Albania’s Minister of Health and Social Protection Ogerta Manastirliu stressed that gender equality in the OSCE region is “a cornerstone and a crucial feature to inclusive democracy and concept of comprehensive security.”

The high-level event was attended by over 300 participants representing OSCE participating States, Partners for Co-operation, executive structures, civil society, academia and the private sector. Discussions focused on areas such as women’s participation in political and public life, their participation in the security sector, and women´s economic empowerment. Participants also highlighted emerging issues that have an impact on the promotion of gender equality, such as digitalization and the increase in cyber violence against women and girls.

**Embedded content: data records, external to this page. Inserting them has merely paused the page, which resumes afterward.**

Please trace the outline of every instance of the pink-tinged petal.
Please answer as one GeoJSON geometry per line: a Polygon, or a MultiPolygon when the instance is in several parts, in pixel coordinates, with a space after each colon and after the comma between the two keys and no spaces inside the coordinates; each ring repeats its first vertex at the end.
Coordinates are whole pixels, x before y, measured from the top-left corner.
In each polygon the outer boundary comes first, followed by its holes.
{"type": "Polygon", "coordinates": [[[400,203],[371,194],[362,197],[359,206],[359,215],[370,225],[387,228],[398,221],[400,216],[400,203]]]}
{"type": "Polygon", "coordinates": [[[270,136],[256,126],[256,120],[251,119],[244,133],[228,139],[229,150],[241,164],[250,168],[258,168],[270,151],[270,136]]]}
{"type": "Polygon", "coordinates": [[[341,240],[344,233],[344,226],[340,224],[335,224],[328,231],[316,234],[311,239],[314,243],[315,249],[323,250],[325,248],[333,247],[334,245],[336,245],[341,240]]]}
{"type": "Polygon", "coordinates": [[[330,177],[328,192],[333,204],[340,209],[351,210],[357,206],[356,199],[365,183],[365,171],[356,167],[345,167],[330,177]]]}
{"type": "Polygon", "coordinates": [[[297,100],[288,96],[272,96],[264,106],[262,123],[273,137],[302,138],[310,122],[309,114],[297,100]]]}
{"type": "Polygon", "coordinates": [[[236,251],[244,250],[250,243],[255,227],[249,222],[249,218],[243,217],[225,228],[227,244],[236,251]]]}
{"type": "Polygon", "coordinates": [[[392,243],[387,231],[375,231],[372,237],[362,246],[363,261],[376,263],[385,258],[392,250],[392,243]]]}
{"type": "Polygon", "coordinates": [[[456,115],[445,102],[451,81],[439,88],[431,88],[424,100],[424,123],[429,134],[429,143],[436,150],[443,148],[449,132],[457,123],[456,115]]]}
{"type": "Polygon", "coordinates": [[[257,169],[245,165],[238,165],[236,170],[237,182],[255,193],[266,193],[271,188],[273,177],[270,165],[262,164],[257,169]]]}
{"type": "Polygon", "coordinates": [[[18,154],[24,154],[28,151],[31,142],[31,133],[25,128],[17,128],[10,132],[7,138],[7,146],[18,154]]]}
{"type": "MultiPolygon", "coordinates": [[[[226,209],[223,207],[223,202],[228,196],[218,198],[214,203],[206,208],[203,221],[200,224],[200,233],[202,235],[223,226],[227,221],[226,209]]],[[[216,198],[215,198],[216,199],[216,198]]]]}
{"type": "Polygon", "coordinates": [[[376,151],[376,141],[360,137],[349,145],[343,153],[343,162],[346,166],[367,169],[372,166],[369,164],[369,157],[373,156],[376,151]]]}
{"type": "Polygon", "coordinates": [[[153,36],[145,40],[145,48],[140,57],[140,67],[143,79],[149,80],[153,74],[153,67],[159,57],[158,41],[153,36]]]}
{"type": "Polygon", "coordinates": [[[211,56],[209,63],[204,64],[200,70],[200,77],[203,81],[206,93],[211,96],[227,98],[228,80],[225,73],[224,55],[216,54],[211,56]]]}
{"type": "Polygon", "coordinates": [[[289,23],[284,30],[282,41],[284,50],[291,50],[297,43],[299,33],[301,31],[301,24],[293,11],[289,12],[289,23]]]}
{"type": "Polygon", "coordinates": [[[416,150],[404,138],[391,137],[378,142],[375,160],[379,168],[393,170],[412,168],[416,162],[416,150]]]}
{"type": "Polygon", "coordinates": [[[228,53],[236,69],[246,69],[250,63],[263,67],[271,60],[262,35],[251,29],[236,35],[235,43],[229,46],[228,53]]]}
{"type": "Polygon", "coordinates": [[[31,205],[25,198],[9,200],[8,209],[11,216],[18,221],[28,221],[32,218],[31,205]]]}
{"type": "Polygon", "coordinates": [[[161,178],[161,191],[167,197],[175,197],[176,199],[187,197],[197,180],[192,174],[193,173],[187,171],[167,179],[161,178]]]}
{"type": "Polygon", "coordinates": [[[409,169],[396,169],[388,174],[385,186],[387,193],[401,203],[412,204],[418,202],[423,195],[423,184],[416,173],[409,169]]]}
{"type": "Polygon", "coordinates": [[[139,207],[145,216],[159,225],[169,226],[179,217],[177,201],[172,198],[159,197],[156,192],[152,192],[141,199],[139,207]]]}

“Advancing women’s rights is a global challenge, not just one nation’s mandate. It requires co-operation and collaboration with our partners and allies. Together, we have the opportunity to change the futures of women and girls around the world,” said United States Ambassador Kelley Currie, Ambassador-at-Large for Global Women’s Issues.

Asa Regner, United Nations Assistant Secretary-General and Deputy Executive Director UN Women noted: “We need more political will, funding and leadership to implement women’s and girls’ rights and commitments to gender equality, including those enshrined in UN Security Council Resolution 1325 (on Women, Peace and Security), so that women have an equal say in the global peace and security agenda.”

Officer-in-Charge/Secretary General, Director of the OSCE Conflict Prevention Centre Tuula Yrjölä said: “I was glad to note that in certain areas, implementation of the Action Plan has accelerated in the last three years. But much work still needs to be done, if we are to effectively tackle the root causes of gender inequality.”

“Democracy means the rule of the people, all people, but we can hardly refer to democracy when so many people are excluded from playing a role in public affairs,” said ODIHR’s First Deputy Director Katarzyna Gardapkhadze on behalf of the Office. “Women’s representation in national parliaments has seen an improvement on previous years, but we still have a long way to go.”